The Golden Archer knelt beneath the stars and wept himself back to his

old beautiful manhood, then, mounting his horse, he galloped to the edge

of the forest where in a cottage smothered beneath roses and honeysuckle

Felice lived; once at her window he whispered: "The Golden Archer has

come for thee, dearest."



Then she came out trembling, and in the gray light he took her in his

arms and comforted her. "We will ride away and be married," he said. Then

he lifted her on his horse, and they rode away through the forest, she

lying quite still against his heart, and gazing with wide-open eyes into

the green dimness.
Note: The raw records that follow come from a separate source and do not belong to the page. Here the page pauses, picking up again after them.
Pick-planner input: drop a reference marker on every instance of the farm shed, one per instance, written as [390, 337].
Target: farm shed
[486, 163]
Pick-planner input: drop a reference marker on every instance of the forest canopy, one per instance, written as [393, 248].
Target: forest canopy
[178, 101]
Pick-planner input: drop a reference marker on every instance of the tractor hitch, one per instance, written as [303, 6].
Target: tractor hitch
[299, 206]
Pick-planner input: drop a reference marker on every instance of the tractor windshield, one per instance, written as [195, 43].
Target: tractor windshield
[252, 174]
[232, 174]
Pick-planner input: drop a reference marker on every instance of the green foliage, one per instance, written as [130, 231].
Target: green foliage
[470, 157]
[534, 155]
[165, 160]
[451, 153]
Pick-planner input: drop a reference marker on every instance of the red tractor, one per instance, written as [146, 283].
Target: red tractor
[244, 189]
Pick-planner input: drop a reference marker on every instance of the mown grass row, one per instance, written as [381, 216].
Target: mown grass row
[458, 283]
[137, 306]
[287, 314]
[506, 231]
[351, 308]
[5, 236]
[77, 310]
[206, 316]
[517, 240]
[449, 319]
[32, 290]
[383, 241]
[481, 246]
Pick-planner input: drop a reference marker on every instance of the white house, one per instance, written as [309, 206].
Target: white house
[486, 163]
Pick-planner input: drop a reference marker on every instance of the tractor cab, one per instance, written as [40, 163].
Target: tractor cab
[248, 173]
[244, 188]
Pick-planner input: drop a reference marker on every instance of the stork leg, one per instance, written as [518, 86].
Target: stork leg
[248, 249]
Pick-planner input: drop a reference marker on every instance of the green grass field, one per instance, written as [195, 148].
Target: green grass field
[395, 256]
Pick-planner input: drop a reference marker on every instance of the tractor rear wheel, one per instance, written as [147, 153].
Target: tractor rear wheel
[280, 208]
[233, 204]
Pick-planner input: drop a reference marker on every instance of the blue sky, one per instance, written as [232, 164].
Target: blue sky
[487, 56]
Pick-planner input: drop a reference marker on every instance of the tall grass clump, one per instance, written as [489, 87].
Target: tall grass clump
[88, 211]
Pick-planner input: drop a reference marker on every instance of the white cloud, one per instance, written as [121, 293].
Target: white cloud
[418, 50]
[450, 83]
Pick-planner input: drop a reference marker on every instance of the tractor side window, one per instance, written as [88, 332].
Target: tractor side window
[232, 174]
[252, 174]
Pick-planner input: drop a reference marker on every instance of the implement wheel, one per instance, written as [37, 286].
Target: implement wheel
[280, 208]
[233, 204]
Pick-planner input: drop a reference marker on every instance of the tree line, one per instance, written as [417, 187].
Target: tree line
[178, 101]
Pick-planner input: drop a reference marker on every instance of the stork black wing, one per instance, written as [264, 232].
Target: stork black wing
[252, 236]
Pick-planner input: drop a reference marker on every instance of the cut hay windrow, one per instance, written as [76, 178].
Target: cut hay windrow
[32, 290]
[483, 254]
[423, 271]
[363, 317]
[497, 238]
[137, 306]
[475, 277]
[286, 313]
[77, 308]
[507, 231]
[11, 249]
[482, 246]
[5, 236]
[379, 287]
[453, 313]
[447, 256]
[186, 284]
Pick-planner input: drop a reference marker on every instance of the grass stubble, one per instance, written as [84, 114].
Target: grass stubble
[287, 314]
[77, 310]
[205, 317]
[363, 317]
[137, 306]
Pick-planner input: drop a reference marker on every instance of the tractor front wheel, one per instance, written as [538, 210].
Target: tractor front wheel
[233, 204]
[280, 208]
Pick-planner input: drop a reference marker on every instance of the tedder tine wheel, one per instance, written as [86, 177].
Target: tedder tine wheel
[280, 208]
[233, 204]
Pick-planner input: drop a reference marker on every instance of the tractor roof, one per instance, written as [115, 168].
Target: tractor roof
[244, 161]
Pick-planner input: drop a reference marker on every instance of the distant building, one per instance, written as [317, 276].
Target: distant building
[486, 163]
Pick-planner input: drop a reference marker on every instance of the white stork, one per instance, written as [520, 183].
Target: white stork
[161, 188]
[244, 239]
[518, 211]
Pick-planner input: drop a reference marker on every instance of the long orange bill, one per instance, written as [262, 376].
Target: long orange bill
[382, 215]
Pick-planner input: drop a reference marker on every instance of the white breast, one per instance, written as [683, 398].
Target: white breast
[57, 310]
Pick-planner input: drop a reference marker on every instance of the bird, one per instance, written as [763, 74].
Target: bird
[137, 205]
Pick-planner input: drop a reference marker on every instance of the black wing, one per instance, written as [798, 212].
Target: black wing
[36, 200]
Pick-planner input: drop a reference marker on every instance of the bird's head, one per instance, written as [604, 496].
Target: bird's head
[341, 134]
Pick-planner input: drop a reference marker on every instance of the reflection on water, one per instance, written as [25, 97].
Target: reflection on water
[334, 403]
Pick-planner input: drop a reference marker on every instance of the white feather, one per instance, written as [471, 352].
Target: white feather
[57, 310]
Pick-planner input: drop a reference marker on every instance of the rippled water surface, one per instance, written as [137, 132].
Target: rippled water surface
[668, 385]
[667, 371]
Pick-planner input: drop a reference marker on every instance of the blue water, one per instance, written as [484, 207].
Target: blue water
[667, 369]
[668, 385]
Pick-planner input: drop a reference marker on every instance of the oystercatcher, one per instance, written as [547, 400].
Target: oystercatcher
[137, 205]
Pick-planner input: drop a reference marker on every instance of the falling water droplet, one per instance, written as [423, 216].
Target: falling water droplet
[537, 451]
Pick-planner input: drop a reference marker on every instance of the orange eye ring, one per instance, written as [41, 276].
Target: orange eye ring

So they came to a church and were married.



That night they went to an inn on the borders of the forest, an old house

with nine gables, deep moss on the roof, and a creaking signboard with a

crowing bird painted on it; and the inn was called "The Crowing Cock."



Now there were many countrymen seated in the inn-parlor, and as the

Golden Archer entered the room everyone rose and bowed; and as they

passed through, Felice heard a peasant say, "How strange that a prince

should marry a farm-girl."



Then the hot color came into her face, for Felice was very proud, and did

not like to be thought inferior to her husband. When they were alone

together she related what she had heard. The Golden Archer looked

puzzled, for he thought that she loved him too well to care for such

trifles. "We are one because we are dear to each other," he cried, and

took her in his arms and cherished her.



Next day came the Mistress of the Inn to set the room in order, and

as she bustled about she said, "From what kingdom comes your husband,

the Prince?"



"My husband is not a prince," said Felice.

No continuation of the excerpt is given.